Déborah Dressaire-Guibaud, psychologue à Nîmes, a été la première à prendre la parole pour nous livrer les résultats d’une recherche effectuée dans le cadre de son master il y a une dizaine d’années, sur l’évolution des émotions des personnes âgées à partir de leur entrée en institution. « Cette entrée en institution représente à mon sens une des mises à l’épreuve ultimes des capacités de faire face des individus », estime-t- elle. En institution, les émotions de la personne âgée sont mises à mal, et il n’est pas rare de voir les résidents se couper de leur environnement et se replier dans leur “vie intérieure”. Certains y voient là une illustration de la théorie du désengagement énoncée par Cumming et Henry en 1961, d’autres émettent l’hypothèse que le vieillissement s’accompagnerait d’une meilleure autorégulation des émotions. Déborah Dressaire-Guibaud s’est spécifiquement intéressée à l’alexithymie*, qui est l’incapacité à exprimer ses émotions par des mots. Selon McDougall (1991), elle pourrait dans certains cas agir comme un mécanisme de défense, qui permettrait au sujet la mettant en place de se couper de sa conflictualité psychique. Dans la vieillesse, l’alexithymie seraitelle une façon de faire face ? Pour tenter de répondre à cette question, Déborah Dressaire-Guibaud a mis en place une étude incluant 62 participants, dont 15 contrôles (actifs entre 45 et 60 ans). Parmi les 47 sujet âgés, 15 vivaient encore à domicile, 18 étaient en institution depuis moins d’1 an et demi et 14 depuis plus de 4 ans. Tous les participants ont répondu à l’échelle de faire face (Coping Inventory for Stressfull Situations, CISS) et l’échelle d’alexithymie (Toronto Alexithymia Scale, TAS- 20). L’échelle de faire face permettait d’analyser les différents types de faire face (ou coping en anglais) selon qu’il soit centré sur le problème, l’évitement ou l’émotion.
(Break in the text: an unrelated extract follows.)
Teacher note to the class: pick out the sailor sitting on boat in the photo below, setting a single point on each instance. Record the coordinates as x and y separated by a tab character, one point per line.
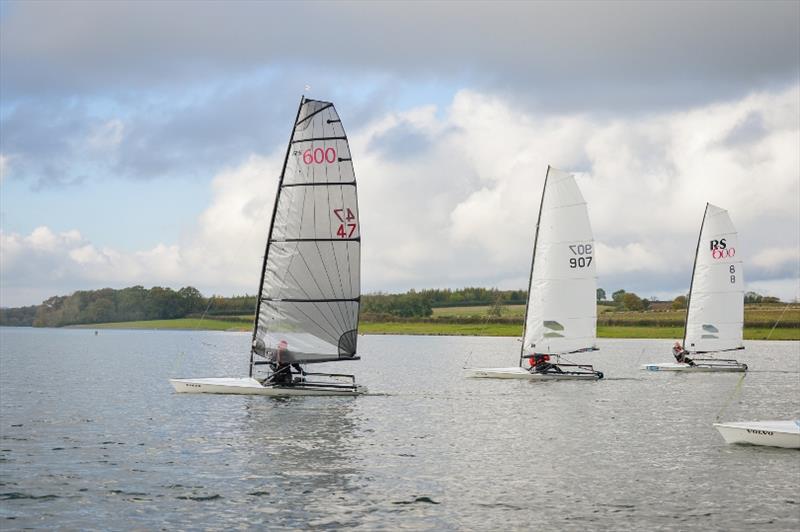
680	354
542	364
282	371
Les résultats ont montré que plus longue était la durée des personnes en institution, moins celles-ci utilisaient le coping centré sur le problème. Pour illustrer ces propos, Déborah Dressaire-Guibaud cite une résidante : « Dans ma vie, il ne s’agit plus d’affronter le problème, ce n’est plus la peine, je ne peux que subir cette situation, car je sais que quoi qu’il arrive, quelqu’un sera là pour prendre une décision à ma place. » Concernant l’échelle d’alexithymie, des différences significatives étaient retrouvées selon l’avancée en âge, mais également la durée de vie en institution.
En résumé, cette étude montre que plus la durée de vie en institution est importante, plus les personnes âgées ont tendance à s’isoler du monde. Ainsi, l’alexithymie pourrait se déclarer en réponse à une incompréhension du vécu émotionnel suite à une suractivation des éléments propres à la vie interne de la personne.
« Est-ce que ces comportements de repli sur soi ne seraient pas dus à une sorte d’iatrogénie de l’institution ? N’est-on pas trop “maternant” ? » s’interroge le Dr Jean Roche, psychogériatre au CHRU de Lille et modérateur de la table ronde. Une question légitime, d’après Déborah Dressaire-Guibaud. Elle se souvient des mots d’une résidante : « Ici, on me demande comment je vais, mais on ne m’écoute pas ». Au fur et à mesure, ces patients “écoutés, mais non entendus” finissent par répondre machinalement aux questions des soignants… et apporter des réponses stéréotypées. « Nous avons tendance à ôter toute capacité à la personne, d’autant plus lorsqu’on est en présence d’une pathologie neurodégénérative, alors qu’on sait tous qu’il y a des capacités préservées », conclut la psychologue.